Raimon Panikkar Alemany | |
---|---|
Born |
Raimon Pannikar-Alemany November 2, 1918 Barcelona, Catalonia, Spain |
Died | August 26, 2010 Tavertet, Catalonia, Spain |
(aged 91)
Occupation | Roman Catholic priest, theologian, scholar, chemist, philosopher |
Raimon Panikkar-Alemany (November 2, 1918 – August 26, 2010; also known as Raimundo Panikkar and Raymond Panikkar) was a Catalan Spanish Roman Catholic priest and a proponent of inter-religious dialogue. As a scholar, he specialized in comparative religion.
Raimon Pannikar was born as the son of a Spanish Roman Catholic mother and a Hindu Indian father in Barcelona. His mother was well-educated and from the Catalan bourgeoisie. His father belonged to an upper caste Malabar Nair family from South India. Panikkar's father was a freedom fighter during British colonial rule in India and escaped from Britain and married into a Catalan family.
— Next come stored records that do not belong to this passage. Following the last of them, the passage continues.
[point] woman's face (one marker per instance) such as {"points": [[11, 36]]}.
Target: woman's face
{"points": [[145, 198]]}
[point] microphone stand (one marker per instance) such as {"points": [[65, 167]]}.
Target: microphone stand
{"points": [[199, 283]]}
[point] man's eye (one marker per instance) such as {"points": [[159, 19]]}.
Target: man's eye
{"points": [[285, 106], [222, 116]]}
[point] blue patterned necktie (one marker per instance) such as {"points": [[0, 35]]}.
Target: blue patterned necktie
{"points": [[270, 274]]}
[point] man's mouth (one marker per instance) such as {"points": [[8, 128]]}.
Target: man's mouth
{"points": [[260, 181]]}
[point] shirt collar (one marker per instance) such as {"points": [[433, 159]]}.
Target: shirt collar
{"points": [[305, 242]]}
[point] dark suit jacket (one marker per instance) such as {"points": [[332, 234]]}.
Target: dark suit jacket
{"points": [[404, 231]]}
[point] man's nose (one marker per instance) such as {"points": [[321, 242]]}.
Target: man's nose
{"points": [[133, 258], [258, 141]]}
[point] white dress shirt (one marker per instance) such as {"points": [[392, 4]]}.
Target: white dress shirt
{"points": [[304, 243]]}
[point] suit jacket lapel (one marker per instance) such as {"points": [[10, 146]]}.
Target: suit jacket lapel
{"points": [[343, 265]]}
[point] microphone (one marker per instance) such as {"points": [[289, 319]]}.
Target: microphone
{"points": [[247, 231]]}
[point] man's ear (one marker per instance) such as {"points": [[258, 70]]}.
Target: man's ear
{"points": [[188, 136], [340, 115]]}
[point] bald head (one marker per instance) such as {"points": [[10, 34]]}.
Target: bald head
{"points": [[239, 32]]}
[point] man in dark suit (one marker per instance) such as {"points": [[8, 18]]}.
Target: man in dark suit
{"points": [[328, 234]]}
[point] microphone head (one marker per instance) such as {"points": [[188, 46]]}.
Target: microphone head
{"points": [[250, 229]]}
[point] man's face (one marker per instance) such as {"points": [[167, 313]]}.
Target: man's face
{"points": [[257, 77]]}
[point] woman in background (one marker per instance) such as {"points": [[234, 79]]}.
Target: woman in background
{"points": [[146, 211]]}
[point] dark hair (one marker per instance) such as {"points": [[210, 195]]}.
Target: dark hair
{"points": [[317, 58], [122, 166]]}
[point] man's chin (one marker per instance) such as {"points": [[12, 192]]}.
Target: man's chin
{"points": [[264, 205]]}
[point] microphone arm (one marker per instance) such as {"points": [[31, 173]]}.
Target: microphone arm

Panikkar's father studied in England and was the representative of a German chemical company in Barcelona.
Educated at a Jesuit school, Panikkar studied chemistry and philosophy at the universities of Barcelona, Bonn and Madrid, and Catholic Theology in Madrid and Rome. He earned a doctorate in philosophy at the University of Madrid in 1946 and a doctorate in chemistry in 1958. He earned a third doctorate in theology at the Pontifical Lateran University in Rome in 1961. He compared St. Thomas Aquinas's Philosophy with the eighth-century Hindu philosopher Ādi Śańkara's Interpretation of the Brahma Sutras.
In 1946 he was ordained a Catholic priest, and became a professor of philosophy at the University of Madrid.